1. Field of the Invention
This invention relates to using potassium hydroxide, KOH, to stabilize acetylsalicylic acid, ASA, salicylic acid, SA, and any other related composition and ascorbic acid for oral and topical use.
2. Discussion of the Related Art
U.S. Pat. No. 1,349,207 to Galat discloses the use of alkaline solvents to stabilize aspirin compositions in solution and describes salicylic acid and acetic acid as undesirable byproducts of the breakdown of acetylsalicylic acid (ASA). To avoid this breakdown of ASA, anionic exchange materials are used. Galat articulates the general assumption that, in order to stabilize aspirin, one must begin with ASA.
Salicylic acid (SA) is closely related to salicin, the earliest form of aspirin found in white willow bark, meadowsweet and other botanicals. American Indian tribes used it in therapeutic baths and teas, as did early Americans. The botanicals are still sold in certain health food stores and used in the same way.
Potassium Hydroxide (KOH) has been used as a stabilizer for Aspirin in Solution. In one patent, KOH was used as a catalyst in the processing of Aspirin. In U.S. Pat. No. 3,279,990 to Rose et al., U.S. Pat. No. 1,217,862, to Gerngross, U.S. Pat. No. 4,228,162, to Luzzi et al., and U.S. Pat. No. 4,885,287, to Hussain et al., sodium hydroxide is used to stabilize an aspirin in solution; however, the high sodium content was, and is, undesirable. In the patent to Luzzi et al., it is noted that the stability of aspirin in a solution increases with increasing concentration of the drug. Using dimethyl isosorbate as a solvent, the patent achieves a concentration of 280 mg of ASA/ml.
In the past, KOH was used to restore electrolytes in animals in veterinary practice. It also is used in solution to saponify vegetable oils in the making of castile soap.
Examination of the properties of ascorbic acid and salicylic acid suggests that the therapeutic action, acidity, antiseptic quality, historical range of uses, and even side effects when separated from its original plant source, as well as the manner in which it deteriorates by esterification, of salicylic acid resembles vitamin C. Also, vitamin C is a detoxifier.
Earlier cultures have used whole plant forms of salicin as a remedy for food poisoning and dysentery, suggesting a possible detoxifying role for SA. Although aspirin, as we know it, may injure the gastrointestinal tract, teas from plants containing salicin were used for healing it.

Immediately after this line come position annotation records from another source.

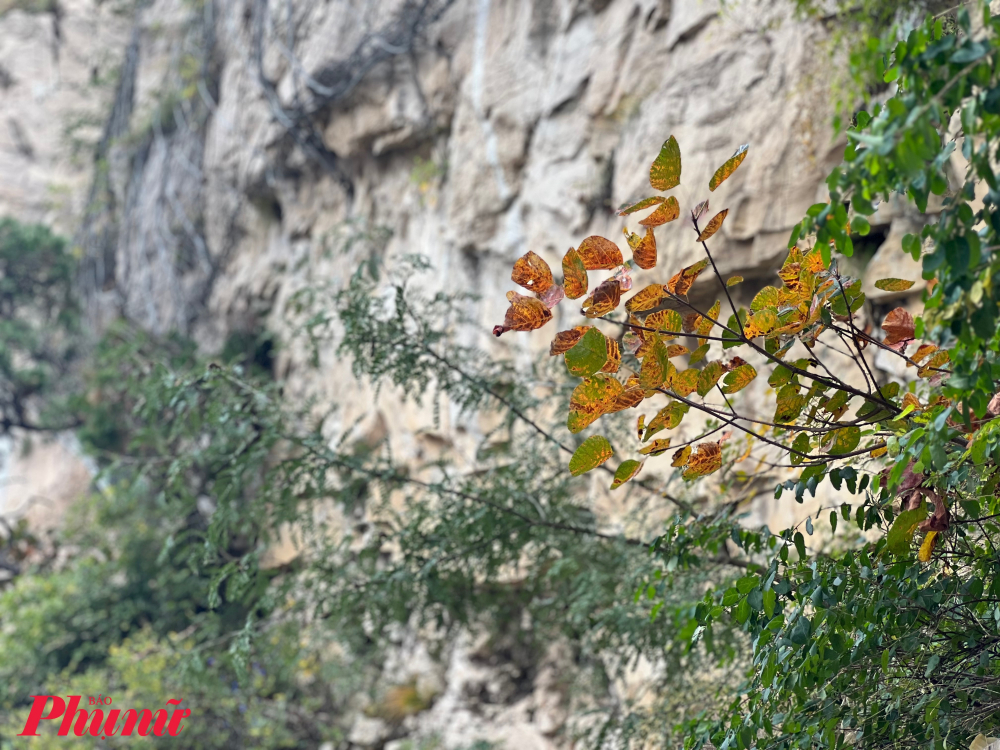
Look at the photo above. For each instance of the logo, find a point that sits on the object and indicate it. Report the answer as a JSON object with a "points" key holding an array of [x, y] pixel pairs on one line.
{"points": [[95, 723]]}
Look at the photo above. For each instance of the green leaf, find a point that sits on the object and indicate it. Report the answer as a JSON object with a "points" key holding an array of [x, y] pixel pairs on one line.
{"points": [[665, 172], [903, 528], [592, 452], [588, 355], [625, 471]]}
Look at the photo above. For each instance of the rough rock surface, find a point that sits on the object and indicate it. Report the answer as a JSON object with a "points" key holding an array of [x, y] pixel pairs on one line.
{"points": [[244, 141]]}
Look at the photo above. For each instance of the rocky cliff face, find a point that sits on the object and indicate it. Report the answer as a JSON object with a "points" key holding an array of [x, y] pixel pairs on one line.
{"points": [[240, 143]]}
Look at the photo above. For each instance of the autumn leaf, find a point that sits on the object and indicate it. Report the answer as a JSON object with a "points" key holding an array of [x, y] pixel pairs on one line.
{"points": [[524, 314], [898, 326], [738, 378], [625, 471], [531, 272], [656, 448], [599, 254], [665, 172], [631, 208], [667, 212], [927, 548], [566, 340], [706, 459], [644, 254], [574, 275], [665, 320], [588, 355], [646, 299], [709, 376], [656, 366], [893, 285], [682, 281], [592, 398], [605, 299], [592, 452], [714, 225], [614, 357], [723, 172]]}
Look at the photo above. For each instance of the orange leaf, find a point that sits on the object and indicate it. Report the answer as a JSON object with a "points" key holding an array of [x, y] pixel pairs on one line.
{"points": [[667, 212], [599, 254], [646, 299], [665, 172], [592, 398], [574, 275], [723, 172], [566, 340], [524, 314], [604, 299], [706, 459], [531, 272], [682, 281], [714, 225], [898, 326], [681, 456]]}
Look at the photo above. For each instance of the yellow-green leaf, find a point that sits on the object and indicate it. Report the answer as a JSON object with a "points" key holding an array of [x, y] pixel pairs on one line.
{"points": [[665, 172], [723, 172], [714, 225], [738, 379], [589, 354], [625, 471], [893, 285], [592, 452]]}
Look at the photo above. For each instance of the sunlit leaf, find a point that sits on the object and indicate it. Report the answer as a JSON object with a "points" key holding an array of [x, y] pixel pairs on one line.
{"points": [[631, 208], [714, 225], [605, 299], [531, 272], [667, 212], [699, 354], [845, 440], [644, 254], [901, 533], [709, 376], [738, 379], [898, 327], [665, 172], [566, 340], [665, 320], [614, 357], [588, 355], [706, 459], [682, 281], [723, 172], [686, 382], [927, 548], [592, 452], [625, 471], [933, 364], [893, 285], [656, 448], [681, 456], [599, 253], [656, 366], [645, 299], [592, 398], [524, 314], [574, 275]]}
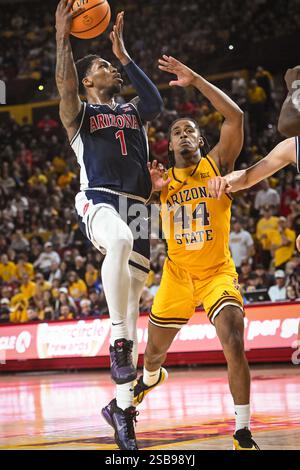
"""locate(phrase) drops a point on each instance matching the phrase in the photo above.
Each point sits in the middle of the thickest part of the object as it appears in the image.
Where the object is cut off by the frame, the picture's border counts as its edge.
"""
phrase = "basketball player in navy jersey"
(110, 143)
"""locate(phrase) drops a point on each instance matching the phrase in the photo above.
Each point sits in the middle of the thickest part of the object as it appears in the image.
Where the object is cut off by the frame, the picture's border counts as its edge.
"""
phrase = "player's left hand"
(185, 75)
(116, 37)
(158, 176)
(218, 186)
(291, 76)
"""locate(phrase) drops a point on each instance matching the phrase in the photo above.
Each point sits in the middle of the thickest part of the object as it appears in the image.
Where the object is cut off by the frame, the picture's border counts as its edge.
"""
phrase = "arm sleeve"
(150, 103)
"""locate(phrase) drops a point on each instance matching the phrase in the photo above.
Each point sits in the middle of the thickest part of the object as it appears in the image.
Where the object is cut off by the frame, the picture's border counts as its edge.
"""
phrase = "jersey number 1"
(120, 135)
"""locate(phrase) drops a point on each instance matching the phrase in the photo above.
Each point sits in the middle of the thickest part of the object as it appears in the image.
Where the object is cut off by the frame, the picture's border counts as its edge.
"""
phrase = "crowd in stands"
(204, 32)
(49, 271)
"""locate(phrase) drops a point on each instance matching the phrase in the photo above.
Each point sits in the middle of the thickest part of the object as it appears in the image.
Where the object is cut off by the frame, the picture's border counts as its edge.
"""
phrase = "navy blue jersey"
(298, 153)
(112, 150)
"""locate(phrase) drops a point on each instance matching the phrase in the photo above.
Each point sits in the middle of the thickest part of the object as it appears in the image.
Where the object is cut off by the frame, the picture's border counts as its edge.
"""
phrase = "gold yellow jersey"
(195, 225)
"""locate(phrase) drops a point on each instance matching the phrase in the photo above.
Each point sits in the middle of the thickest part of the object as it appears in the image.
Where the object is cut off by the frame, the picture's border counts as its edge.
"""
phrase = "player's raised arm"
(66, 75)
(289, 119)
(282, 155)
(149, 102)
(232, 135)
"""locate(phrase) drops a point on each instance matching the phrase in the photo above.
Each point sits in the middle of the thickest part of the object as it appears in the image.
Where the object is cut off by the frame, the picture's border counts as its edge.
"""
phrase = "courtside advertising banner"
(272, 326)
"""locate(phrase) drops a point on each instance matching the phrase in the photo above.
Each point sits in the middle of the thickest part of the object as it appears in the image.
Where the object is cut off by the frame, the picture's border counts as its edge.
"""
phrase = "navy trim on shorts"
(140, 245)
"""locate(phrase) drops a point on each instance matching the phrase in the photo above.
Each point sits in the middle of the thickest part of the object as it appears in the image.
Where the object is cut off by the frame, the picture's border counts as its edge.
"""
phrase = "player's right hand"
(218, 186)
(159, 176)
(185, 75)
(64, 16)
(291, 76)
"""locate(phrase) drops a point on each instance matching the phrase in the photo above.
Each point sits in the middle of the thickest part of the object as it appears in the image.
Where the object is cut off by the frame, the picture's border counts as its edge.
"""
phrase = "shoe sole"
(163, 378)
(124, 380)
(106, 415)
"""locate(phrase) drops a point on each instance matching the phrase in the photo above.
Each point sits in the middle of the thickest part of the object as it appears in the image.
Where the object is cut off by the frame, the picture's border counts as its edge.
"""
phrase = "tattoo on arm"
(67, 82)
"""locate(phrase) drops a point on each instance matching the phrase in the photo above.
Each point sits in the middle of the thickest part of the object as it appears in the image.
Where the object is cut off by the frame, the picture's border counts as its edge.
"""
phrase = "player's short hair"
(204, 150)
(83, 67)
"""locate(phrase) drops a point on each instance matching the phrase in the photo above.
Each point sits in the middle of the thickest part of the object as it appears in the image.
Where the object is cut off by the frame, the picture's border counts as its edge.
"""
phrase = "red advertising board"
(272, 326)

Studies at Cornell University about how plants create SA which prevents microbes from causing disease in them suggest a unique role for SA, other than as a drug. If SA functions as an agent which combines with excess wastes or undesirable substances, including microbes in the body, and carries them off through circulation without leaving toxic traces of its own, then like ascorbic acid, SA may qualify as a detoxifier. If it is not simply a drug but a detoxifier, its role in health could become therapeutic or healing rather than simply medicinal.
A problem persists, however, in stabilizing solutions of ASA or SA which would allow effective oral and/or topical application of such drugs for either medicinal or therapeutic uses. When mixed in water, such substances rapidly biodegrade and become unsuitable for use.
In view of the foregoing, there remains a need to prolong the stability of an aspirin or aspirin-like product, ASA and SA, in a soluable state in a water base solution for purposes of obtaining a medicinal drug, and possibly a therapeutic detoxifer, which can be administered both orally and topically and which will exhibit a commercially and medically acceptable shelf life.